[RFC v2 1/2] dma-buf: Introduce dma buffer sharing mechanism

Mon Dec 5 12:58:39 PST 2011

On Mon, Dec 05, 2011 at 08:29:49PM +0100, Arnd Bergmann wrote:
> On Monday 05 December 2011 19:55:44 Daniel Vetter wrote:
> > > The only way to solve this that I can think of right now is to
> > > mandate that the mappings are all coherent (i.e. noncachable
> > > on noncoherent architectures like ARM). If you do that, you no
> > > longer need the sync_sg_for_* calls.
> >
> > Woops, totally missed the addition of these. Can somebody explain to used
> > to rather coherent x86 what we need these for and the code-flow would look
> > like in a typical example. I was kinda assuming that devices would bracket
> > their use of a buffer with the attachment_map/unmap calls and any cache
> > coherency magic that might be needed would be somewhat transparent to
> > users of the interface?
>
> I'll describe how the respective functions work in the streaming mapping
> API (dma_map_*): You start out with a buffer that is owned by the CPU,
> i.e. the kernel can access it freely. When you call dma_map_sg or similar,
> a noncoherent device reading the buffer requires the cache to be flushed
> in order to see the data that was written by the CPU into the cache.
>
> After dma_map_sg, the device can perform both read and write accesses
> (depending on the flag to the map call), but the CPU is no longer allowed
> to read (which would allocate a cache line that may become invalid but
> remain marked as clean) or write (which would create a dirty cache line
> without writing it back) that buffer.
>
> Once the device is done, the driver calls dma_unmap_* and the buffer is
> again owned by the CPU. The device can no longer access it (in fact
> the address may be no longer be backed if there is an iommu) and the CPU
> can again read and write the buffer.
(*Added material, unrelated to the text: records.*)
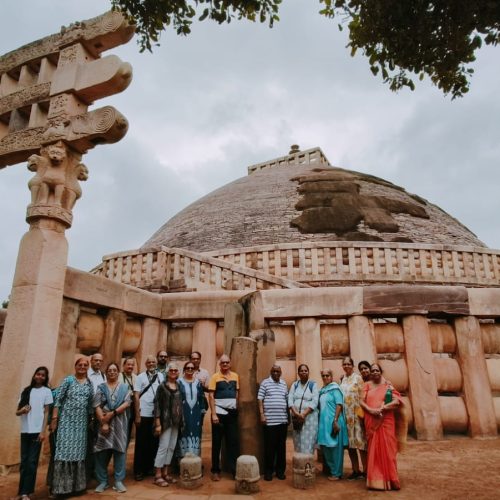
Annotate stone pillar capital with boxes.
[26,141,88,228]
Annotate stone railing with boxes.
[92,242,500,290]
[205,241,500,287]
[91,247,309,291]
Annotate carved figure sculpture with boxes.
[28,154,48,204]
[63,163,89,210]
[36,141,67,207]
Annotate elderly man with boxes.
[208,354,240,481]
[87,352,106,394]
[257,365,288,481]
[191,351,210,391]
[134,355,164,481]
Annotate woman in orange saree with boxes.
[361,363,401,490]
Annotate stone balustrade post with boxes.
[455,316,497,437]
[295,318,323,387]
[403,315,443,441]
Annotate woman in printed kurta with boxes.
[340,357,366,479]
[318,370,349,481]
[178,361,206,457]
[361,363,402,490]
[288,365,319,454]
[93,363,130,493]
[50,358,94,495]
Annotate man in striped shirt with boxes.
[257,365,288,481]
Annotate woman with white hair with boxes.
[154,363,183,487]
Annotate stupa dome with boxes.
[142,146,485,252]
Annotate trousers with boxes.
[264,424,288,476]
[211,411,240,476]
[18,432,42,495]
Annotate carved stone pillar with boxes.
[456,312,497,437]
[295,318,323,387]
[231,337,263,469]
[403,316,443,441]
[0,141,87,465]
[191,319,217,375]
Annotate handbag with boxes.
[292,382,309,432]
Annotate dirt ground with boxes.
[0,437,500,500]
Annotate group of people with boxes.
[257,357,402,490]
[12,351,401,500]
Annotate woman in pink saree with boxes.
[361,363,401,490]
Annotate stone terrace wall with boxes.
[47,269,500,439]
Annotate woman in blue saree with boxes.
[94,363,130,493]
[318,369,349,481]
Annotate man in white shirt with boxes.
[134,355,165,481]
[87,352,106,394]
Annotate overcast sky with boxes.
[0,0,500,300]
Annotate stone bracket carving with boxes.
[0,106,128,168]
[0,11,134,73]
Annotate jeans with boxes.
[18,432,42,495]
[94,450,127,484]
[212,411,240,476]
[155,426,179,468]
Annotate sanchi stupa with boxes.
[89,146,500,446]
[0,8,500,466]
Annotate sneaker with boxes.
[113,481,127,493]
[94,483,109,493]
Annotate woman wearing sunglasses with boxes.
[179,361,206,456]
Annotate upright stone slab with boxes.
[347,316,377,365]
[191,319,217,374]
[136,318,167,371]
[50,299,80,387]
[403,316,443,441]
[456,313,497,437]
[224,302,247,354]
[101,309,127,366]
[295,318,323,384]
[231,337,263,466]
[235,455,260,495]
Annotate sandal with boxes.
[153,477,168,488]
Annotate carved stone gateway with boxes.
[0,12,134,465]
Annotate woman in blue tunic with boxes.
[50,358,94,496]
[178,361,206,457]
[318,369,349,481]
[288,364,318,455]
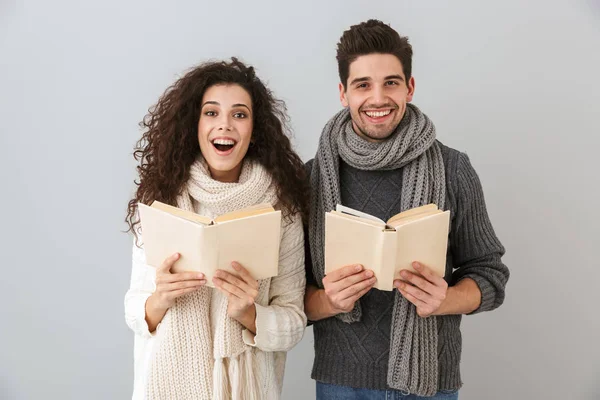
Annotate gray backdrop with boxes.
[0,0,600,400]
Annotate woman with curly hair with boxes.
[125,58,308,400]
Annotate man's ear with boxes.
[406,76,415,103]
[338,82,348,107]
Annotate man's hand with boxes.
[394,262,448,317]
[323,265,376,315]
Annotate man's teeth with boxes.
[365,110,392,118]
[213,139,235,146]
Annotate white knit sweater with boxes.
[125,209,306,399]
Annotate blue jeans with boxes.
[317,382,458,400]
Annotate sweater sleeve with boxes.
[243,215,306,351]
[449,153,510,313]
[125,238,156,337]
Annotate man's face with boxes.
[339,53,415,141]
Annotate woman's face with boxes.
[198,84,253,182]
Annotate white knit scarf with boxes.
[147,158,277,400]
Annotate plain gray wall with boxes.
[0,0,600,400]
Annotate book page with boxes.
[325,212,385,276]
[138,203,207,272]
[151,201,212,225]
[329,211,386,229]
[214,211,281,279]
[388,203,438,225]
[394,211,450,279]
[389,210,443,229]
[335,204,385,225]
[215,203,275,223]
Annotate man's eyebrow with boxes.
[350,76,371,85]
[384,74,404,81]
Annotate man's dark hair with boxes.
[336,19,412,89]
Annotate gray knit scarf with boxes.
[309,104,446,396]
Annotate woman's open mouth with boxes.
[211,138,237,156]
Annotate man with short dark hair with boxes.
[305,20,509,399]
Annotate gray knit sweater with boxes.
[305,144,509,390]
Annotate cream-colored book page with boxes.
[215,203,275,223]
[325,212,385,276]
[387,204,438,226]
[335,204,385,225]
[151,201,212,225]
[211,211,281,279]
[138,203,206,272]
[394,211,450,279]
[389,210,443,228]
[374,230,398,291]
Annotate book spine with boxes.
[375,230,398,291]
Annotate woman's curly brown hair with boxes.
[125,58,308,238]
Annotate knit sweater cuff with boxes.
[461,274,496,315]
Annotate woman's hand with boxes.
[146,253,206,332]
[213,261,258,333]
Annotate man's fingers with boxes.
[412,261,446,286]
[400,270,437,295]
[340,277,377,300]
[325,265,364,283]
[400,289,427,308]
[354,286,372,303]
[394,280,431,303]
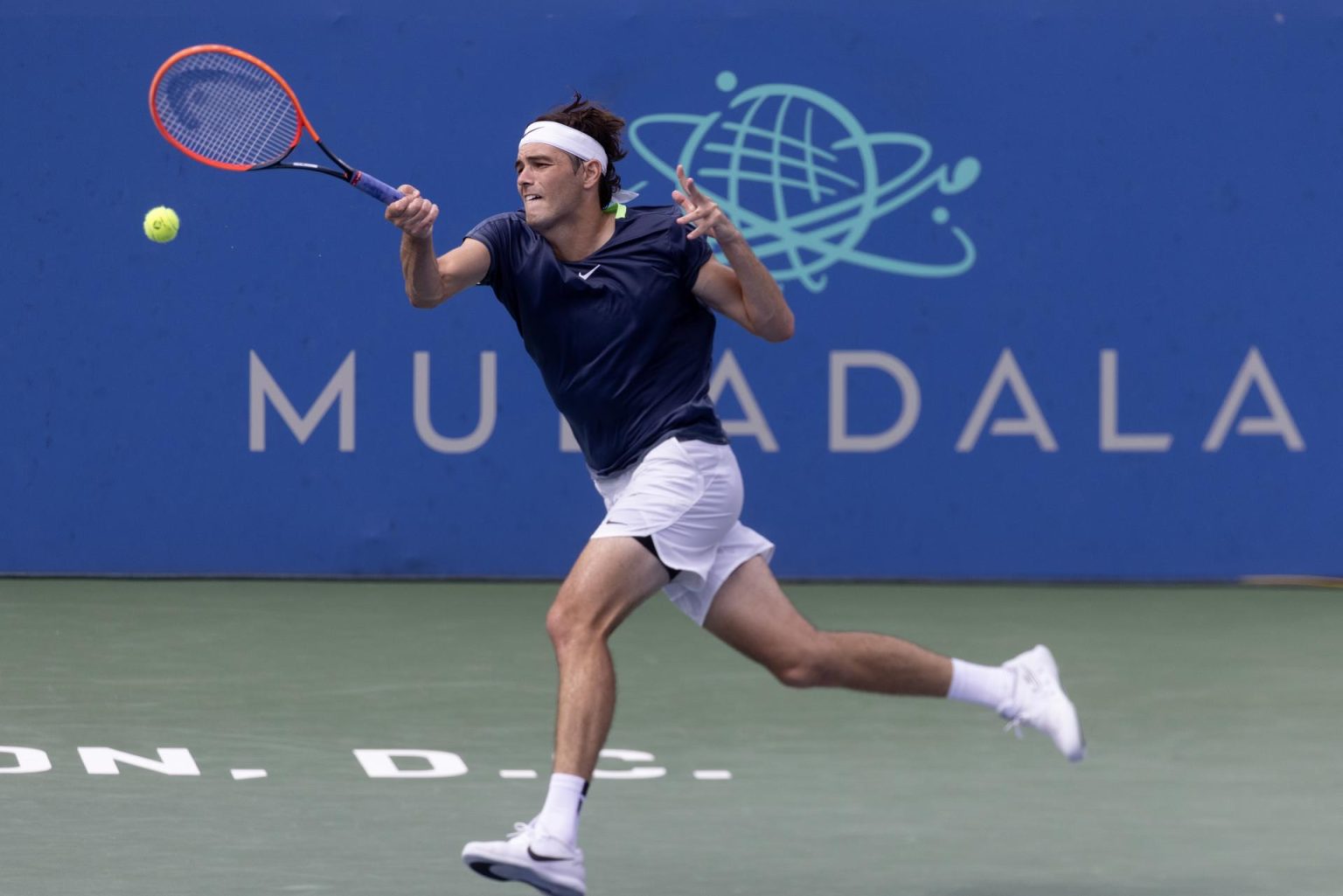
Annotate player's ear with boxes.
[583,158,602,190]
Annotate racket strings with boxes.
[155,52,298,167]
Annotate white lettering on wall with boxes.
[1100,348,1173,451]
[248,352,355,451]
[1203,345,1305,451]
[830,352,922,454]
[957,348,1058,453]
[414,352,498,454]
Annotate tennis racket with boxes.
[149,45,401,205]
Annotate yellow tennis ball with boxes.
[145,205,181,243]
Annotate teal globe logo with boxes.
[629,71,980,293]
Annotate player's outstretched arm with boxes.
[672,165,794,343]
[386,184,491,308]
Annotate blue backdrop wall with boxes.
[0,0,1343,579]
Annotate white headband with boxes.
[517,121,638,203]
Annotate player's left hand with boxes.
[672,165,741,243]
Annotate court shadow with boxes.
[925,877,1275,896]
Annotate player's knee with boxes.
[769,651,826,688]
[546,601,606,650]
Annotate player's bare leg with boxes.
[704,558,950,698]
[462,538,667,896]
[704,558,1085,761]
[546,538,667,781]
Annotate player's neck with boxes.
[543,205,615,262]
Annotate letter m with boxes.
[248,352,355,451]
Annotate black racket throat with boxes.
[251,140,355,184]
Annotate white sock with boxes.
[947,660,1017,712]
[536,773,587,846]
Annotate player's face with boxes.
[514,143,584,231]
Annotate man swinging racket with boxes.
[386,95,1085,896]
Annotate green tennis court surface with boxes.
[0,579,1343,896]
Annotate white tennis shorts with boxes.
[589,438,774,625]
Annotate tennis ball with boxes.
[145,205,181,243]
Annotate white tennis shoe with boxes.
[462,822,587,896]
[998,643,1087,761]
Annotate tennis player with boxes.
[386,95,1085,896]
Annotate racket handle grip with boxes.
[349,170,404,205]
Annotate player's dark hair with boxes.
[536,90,626,208]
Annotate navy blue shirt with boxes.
[468,205,728,476]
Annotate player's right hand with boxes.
[386,184,438,240]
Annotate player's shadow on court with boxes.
[927,879,1280,896]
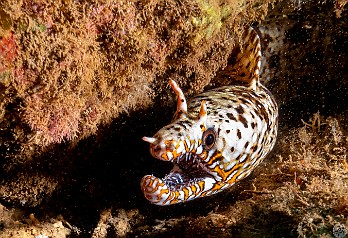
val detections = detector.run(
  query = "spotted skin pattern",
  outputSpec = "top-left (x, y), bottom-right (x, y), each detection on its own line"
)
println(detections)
top-left (141, 29), bottom-right (278, 206)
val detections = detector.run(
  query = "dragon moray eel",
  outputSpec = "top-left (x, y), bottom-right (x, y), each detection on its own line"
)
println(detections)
top-left (141, 28), bottom-right (278, 206)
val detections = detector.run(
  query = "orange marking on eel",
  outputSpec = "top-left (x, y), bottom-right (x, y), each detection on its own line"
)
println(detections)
top-left (214, 164), bottom-right (243, 181)
top-left (182, 188), bottom-right (190, 201)
top-left (163, 192), bottom-right (175, 204)
top-left (157, 188), bottom-right (169, 200)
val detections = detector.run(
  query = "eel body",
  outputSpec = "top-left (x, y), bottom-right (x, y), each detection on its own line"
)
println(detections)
top-left (141, 29), bottom-right (278, 206)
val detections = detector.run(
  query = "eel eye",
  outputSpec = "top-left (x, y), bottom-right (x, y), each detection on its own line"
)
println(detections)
top-left (202, 128), bottom-right (216, 150)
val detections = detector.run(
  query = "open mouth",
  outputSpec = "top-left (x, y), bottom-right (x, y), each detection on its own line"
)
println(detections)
top-left (163, 153), bottom-right (213, 191)
top-left (141, 153), bottom-right (217, 206)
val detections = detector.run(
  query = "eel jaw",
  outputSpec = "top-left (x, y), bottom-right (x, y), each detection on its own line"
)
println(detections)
top-left (141, 154), bottom-right (218, 206)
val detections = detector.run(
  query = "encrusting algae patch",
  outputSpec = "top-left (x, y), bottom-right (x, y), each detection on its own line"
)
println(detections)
top-left (0, 0), bottom-right (348, 238)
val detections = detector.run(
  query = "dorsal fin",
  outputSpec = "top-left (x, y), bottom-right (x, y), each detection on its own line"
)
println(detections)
top-left (222, 27), bottom-right (261, 90)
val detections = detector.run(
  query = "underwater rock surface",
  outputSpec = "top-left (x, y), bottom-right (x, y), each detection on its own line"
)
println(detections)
top-left (0, 0), bottom-right (348, 237)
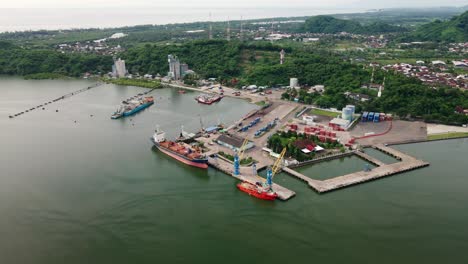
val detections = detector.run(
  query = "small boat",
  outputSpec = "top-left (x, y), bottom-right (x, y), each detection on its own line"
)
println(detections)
top-left (111, 96), bottom-right (154, 119)
top-left (195, 94), bottom-right (224, 105)
top-left (237, 181), bottom-right (278, 201)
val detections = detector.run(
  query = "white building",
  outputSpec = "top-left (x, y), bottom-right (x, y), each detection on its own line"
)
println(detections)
top-left (112, 58), bottom-right (127, 78)
top-left (302, 38), bottom-right (320, 42)
top-left (432, 60), bottom-right (445, 66)
top-left (302, 115), bottom-right (315, 126)
top-left (289, 78), bottom-right (300, 89)
top-left (167, 54), bottom-right (181, 80)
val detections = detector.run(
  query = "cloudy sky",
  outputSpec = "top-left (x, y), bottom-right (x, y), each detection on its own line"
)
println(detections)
top-left (0, 0), bottom-right (468, 8)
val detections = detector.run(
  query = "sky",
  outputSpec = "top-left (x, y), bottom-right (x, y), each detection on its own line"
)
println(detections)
top-left (0, 0), bottom-right (468, 9)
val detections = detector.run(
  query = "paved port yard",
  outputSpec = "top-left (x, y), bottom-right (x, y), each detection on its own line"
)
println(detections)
top-left (171, 81), bottom-right (429, 200)
top-left (283, 145), bottom-right (429, 193)
top-left (351, 120), bottom-right (427, 145)
top-left (196, 103), bottom-right (296, 201)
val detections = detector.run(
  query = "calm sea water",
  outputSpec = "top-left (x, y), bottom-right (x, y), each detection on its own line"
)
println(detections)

On ARMv6 and higher, possibly some
> other architectures, dma_unmap_* also needs to invalidate the cache
> for the buffer, because due to speculative prefetching, there may also
> be a new clean cache line with stale data from an earlier version of
> the buffer.
>
> Since map/unmap is an expensive operation, the interface was extended
> to pass back the ownership to the CPU and back to the device while leaving
> the buffer mapped. dma_sync_sg_for_cpu invalidates the cache in the same
> way as dma_unmap_sg, so the CPU can access the buffer, and
> dma_sync_sg_for_device hands it back to the device by performing the
> same cache flush that dma_map_sg would do.
>
> You could for example do this if you want video input with a
> cacheable buffer, or in an rdma scenario with a buffer accessed
> by a remote machine.
>
> In case of software iommu (swiotlb, dmabounce), the map and sync
> functions don't do cache management but instead copy data between
> a buffer accessed by hardware and a different buffer accessed
> by the user.

Thanks a lot for this excellent overview. I think at least for the first
version of dmabuf we should drop the sync_* interfaces and simply require
users to bracket their usage of the buffer from the attached device by
map/unmap. A dma_buf provider is always free to cache the mapping and
simply call sync_sg_for of the streaming dma api.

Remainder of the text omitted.